GOAL va même plus loin en la plaçant troisième de son classement des prétendantes au Ballon d’Or, estimant qu’il serait surprenant qu’elle ne remporte pas un jour le trophée.
D’une première nomination à une véritable prétendante
Il y a surtout une différence entre la Dumornay de 2025 et celle de 2026. L’année dernière, sa nomination avait déjà une dimension historique : elle devenait la première Haïtienne à entrer dans le cercle des 30 nominées. Elle avait ensuite terminé 18e. Cette année, elle revient avec une saison qui lui donne davantage de poids dans la conversation.
L’UEFA la décrit comme une joueuse combinant vitesse, puissance, finition et créativité, tandis que ses performances européennes ont montré qu’elle pouvait influencer les plus grands matches. Elle est également devenue, pour la deuxième fois consécutive, lauréate du prix de Jeune joueuse de la saison de la Ligue des champions.

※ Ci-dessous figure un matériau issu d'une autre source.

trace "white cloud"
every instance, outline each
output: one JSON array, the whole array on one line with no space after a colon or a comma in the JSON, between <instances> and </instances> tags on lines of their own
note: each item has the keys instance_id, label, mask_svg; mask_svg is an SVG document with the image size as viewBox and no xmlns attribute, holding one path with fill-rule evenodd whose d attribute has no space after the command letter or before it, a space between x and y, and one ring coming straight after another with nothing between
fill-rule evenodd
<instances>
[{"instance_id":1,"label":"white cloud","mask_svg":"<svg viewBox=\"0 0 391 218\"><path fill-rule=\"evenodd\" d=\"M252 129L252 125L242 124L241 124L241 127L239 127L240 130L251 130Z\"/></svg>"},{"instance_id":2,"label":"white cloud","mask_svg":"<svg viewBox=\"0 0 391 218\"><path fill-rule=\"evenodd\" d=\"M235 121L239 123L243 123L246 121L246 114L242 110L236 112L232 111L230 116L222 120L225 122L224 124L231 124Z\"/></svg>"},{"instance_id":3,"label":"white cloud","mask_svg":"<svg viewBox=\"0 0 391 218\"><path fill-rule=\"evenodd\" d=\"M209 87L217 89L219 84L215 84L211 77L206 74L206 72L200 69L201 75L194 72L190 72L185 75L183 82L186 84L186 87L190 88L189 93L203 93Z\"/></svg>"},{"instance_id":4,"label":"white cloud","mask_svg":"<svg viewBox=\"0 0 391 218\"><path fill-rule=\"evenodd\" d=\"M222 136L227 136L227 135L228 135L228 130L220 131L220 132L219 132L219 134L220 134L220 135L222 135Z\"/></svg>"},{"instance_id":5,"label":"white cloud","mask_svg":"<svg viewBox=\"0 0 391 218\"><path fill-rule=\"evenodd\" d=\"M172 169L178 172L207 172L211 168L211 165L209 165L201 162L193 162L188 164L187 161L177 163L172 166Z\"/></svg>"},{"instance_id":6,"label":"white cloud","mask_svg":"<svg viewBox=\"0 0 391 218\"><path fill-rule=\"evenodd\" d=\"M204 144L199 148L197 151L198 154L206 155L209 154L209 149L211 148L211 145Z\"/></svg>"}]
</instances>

Son parcours est d’autant plus remarquable qu’il est parti de Mirebalais, où elle raconte avoir commencé à jouer au football dans les rues, parfois pieds nus, avec ses frères. Quelques années plus tard, la voilà installée parmi les 30 meilleures joueuses du monde.
Pour le football haïtien, cette deuxième nomination n’est donc plus simplement une anomalie ou un exploit isolé. Elle confirme l’installation de Melchie Dumornay au plus haut niveau du football féminin mondial.